Uma reportagem do New York Times salienta que nos livros escolares a estima póstuma teve um declínio acentuado e, apenas para ficar com presidentes posteriores, no ranking popular de grandeza, Kennedy está abaixo de Ronald Reagan e Bill Clinton (ironicamente, reverenciado por ambos).

Houve a grandeza na crise dos mísseis em Cuba, em 1962. Na ocasião, Kennedy foi cool.  Forçado a agir, ele evitou extremos incompatíveis como um ataque militar ou a inação. Kennedy impôs um bloqueio da ilha castrista, aliada de Moscou, manteve ao largo uma resposta militar e acertou uma acordo com Nikita Khrushchev para a retirada dos mísseis soviéticos de Cuba (e mais discretamente de americanos da Turquia).

Kennedy resolveu a crise sem o inimaginável de um conflito nuclear e sem se curvar à chantagem nuclear.  Ele também mostrou pulso para retomar dos militares o controle civil na decisão sobre quando recorrer à cartada nuclear no teatro de operações.
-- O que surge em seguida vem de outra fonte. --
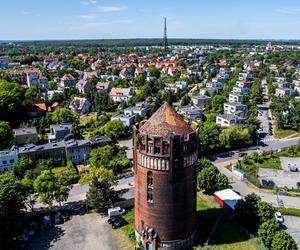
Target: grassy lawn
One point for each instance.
(282, 133)
(251, 166)
(229, 237)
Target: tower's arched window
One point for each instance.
(150, 186)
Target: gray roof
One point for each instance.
(25, 131)
(228, 116)
(47, 146)
(76, 143)
(201, 97)
(235, 104)
(58, 127)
Detratores dizem que o acordo de 1962 levou ao aumento do arsenal soviético, mas, como lembra o historiador britânico Simon Schama, que tal o consolo de um mundo que não voltou a estar tão perto do apocalipse?
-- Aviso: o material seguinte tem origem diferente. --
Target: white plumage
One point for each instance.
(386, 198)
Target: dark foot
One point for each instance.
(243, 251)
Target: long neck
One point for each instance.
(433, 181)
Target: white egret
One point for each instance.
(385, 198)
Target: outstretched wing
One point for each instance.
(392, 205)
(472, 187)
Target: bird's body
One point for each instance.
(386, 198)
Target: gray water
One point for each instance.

Em geral, Kennedy não era estadista, mas um mero político. E para a tietagem liberal, é difícil admitir a dimensão conservadora do trigésimo-quinto presidente. De forma sucinta, o cientista político Larry Sabato desmonta o mito liberal. Kennedy é associado aos direitos civis e causas progressistas devido a seus irmãos Bob e Ted (que se tornaram mais progressistas depois da tragédia de Dallas).
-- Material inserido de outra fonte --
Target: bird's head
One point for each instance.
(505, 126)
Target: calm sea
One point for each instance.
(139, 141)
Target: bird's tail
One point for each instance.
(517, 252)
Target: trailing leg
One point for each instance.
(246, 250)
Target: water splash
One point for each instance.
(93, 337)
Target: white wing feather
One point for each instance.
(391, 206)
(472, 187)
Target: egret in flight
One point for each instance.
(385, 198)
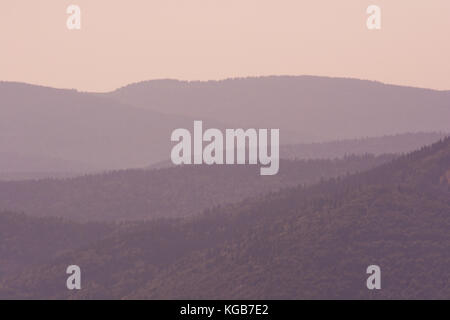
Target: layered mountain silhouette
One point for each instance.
(81, 127)
(131, 126)
(172, 192)
(301, 242)
(305, 108)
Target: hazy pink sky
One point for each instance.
(125, 41)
Martin Luther King reclamava da reticência do presidente enquanto adeptos da desobediência civil no sul do país eram vítimas do terrorismo racista. Eleito no sufoco e com roubo de votos em 1960, Kennedy precisava se precaver para garantir o voto sulista branco (que ainda era democrata e não republicano) com vistas às eleições de 1964.

Foi preciso o chefe da polícia de Birmingham, no Alabama, literalmente soltar os cachorros para Kennedy começar falar com mais vigor. Mas, as medidas históricas ficaram a cargo do sucessor Lyndon Johnson, também muito mais consequente nas reformas sociais. Johnson foi o grande sucessor de Franklin Roosevelt na engenharia do moderno Welfare State americano.

Na verdade, JFK era, na expressão de Sabato, “um cauteloso e conservador executivo-chefe”, cuidadoso com gastos e o déficit fiscal. Ele patrocinou um corte de impostos que serviu de modelo para Reagan nos anos 80. Seu secretário do Tesouro era Douglas Dillon, banqueiro republicano de Wall Street. Isto, porém, não impediu que ele agisse contra práticas injustas da indústria siderúrgica.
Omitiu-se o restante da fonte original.